Given an abelian group scheme of finite type $(G,+)$ over $\mathbb{F}$ connected, and given two connected closed subgroup schemes of finite type $G$ over $\mathbb{F}$ connected $H$, $N$ of $G$. ($\mathbb{F}$ is the algebraic closure of $\mathbb{F}_p$)
Supose we have $G=H+N$. Is the the following is true:
$G(R)=H(R)+N(R)$ For all ring $R$.
No, this is false. The issue is that one has a surjective map of group schemes
$$H\times N\to G$$
(given by multiplication) but if we denote by $\mu$ the kernel of this map (which is just $H\cap N$) we a priori only get an exact sequence
$$1\to \mu(R)\to H(R)\times N(R)\to G(R)\to H^1_\mathrm{fppf}(R,\mu)\to H^1_\text{fppf}(R,H\times N)\to H^1_\text{fppf}(R,G)\to\cdots$$
and thus there is no reason that the map
$$H(R)\times N(R)\to G(R)$$
is surjective.
Here's an example of this phenomenon. Consider
$G=\mathbb{G}_{m,\mathbb{F}}^n$.
$H$ the subgroup of $\mathbb{G}_{m,\mathbb{F}}^n$ whose $R$-points is given by
$$\{(x_1,\ldots,x_n)\in (R^\times)^n:x_1\cdots x_n=1\}$$
$N$ is the subgroup of $\mathbb{G}_{m,\mathbb{F}}^n$ whose $R$-points is given by
$$\{(x_1,\ldots,x_n)\in (R^\times)^n:x_1=\cdots=x_n\}$$
Then, the map
$$H\times N\to G$$
is evidently surjective since this can be checked on $\mathbb{F}$-points, for which the claim is clear.

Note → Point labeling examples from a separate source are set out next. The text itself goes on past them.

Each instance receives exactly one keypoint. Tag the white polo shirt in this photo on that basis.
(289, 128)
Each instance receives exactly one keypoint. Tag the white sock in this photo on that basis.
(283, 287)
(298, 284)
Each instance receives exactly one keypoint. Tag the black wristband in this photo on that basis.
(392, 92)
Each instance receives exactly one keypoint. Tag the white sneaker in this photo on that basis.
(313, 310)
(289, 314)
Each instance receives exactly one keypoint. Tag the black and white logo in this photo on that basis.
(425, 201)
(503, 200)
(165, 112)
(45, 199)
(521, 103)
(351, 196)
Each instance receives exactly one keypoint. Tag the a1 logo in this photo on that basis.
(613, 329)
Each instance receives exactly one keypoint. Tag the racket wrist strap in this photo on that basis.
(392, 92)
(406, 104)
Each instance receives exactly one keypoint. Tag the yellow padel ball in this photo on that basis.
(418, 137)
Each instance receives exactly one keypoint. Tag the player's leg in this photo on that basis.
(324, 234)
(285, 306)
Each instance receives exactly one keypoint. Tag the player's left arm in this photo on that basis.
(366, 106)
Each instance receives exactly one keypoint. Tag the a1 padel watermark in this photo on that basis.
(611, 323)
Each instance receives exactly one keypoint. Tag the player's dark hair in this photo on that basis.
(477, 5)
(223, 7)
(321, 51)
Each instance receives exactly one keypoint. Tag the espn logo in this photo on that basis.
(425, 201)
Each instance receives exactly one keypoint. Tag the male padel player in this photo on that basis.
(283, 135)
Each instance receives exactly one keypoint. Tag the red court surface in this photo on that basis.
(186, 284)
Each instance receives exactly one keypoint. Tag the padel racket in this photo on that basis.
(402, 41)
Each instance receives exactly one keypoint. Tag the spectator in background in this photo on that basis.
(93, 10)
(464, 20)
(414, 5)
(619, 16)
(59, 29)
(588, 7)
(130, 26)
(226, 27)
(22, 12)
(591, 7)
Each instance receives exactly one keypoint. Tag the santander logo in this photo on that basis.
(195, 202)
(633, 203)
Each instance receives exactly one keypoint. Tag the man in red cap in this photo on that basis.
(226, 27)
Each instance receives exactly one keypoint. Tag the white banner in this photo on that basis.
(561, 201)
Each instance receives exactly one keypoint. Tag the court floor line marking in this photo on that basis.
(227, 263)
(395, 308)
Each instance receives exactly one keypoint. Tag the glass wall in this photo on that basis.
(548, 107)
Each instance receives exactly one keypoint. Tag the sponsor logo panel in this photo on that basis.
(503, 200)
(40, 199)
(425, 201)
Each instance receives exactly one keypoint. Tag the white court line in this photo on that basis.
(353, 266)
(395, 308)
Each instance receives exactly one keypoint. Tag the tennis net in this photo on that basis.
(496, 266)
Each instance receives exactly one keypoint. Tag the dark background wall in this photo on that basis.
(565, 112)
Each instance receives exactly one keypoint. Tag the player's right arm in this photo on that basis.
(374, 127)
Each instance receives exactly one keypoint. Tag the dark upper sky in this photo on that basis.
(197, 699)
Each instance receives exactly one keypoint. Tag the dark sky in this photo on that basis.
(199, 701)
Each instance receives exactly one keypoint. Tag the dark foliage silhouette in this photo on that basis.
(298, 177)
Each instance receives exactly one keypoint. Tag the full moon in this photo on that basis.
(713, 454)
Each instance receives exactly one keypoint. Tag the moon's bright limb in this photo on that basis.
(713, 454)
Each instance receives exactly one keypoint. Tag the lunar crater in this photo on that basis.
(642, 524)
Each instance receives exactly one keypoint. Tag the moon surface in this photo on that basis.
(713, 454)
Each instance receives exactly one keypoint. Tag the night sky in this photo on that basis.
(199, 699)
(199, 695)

That said, note that the kernel of this multiplication map is $\mu_n$. Thus, we have an exact sequence
$$1\to\mu_n(R)\to H(R)\times N(R)\to G(R)\to H^1_\text{fppf}(R,\mu_n)\to H^1_\text{fppf}(R,N\times H)$$
But, let $R=L:=\mathbb{F}(x)$. Then, by Hilbert's theorem 90 we have that
$$H^1_\text{fppf}(L,N\times H)=H^1_\text{et}(L,N\times H)=0$$
and so we see that
$$H(L)\times N(L)\to G(L)$$
is surjective if and only if $H^1_\text{fppf}(L,\mu_n)=0$. But, assume that $p\nmid n$. Then,
$$H^1_\text{fppf}(L,\mu_n)=H^1_\text{et}(L,\mu_n)=L^\times/(L^\times)^n$$
which is evidently non-zero if $n>1$.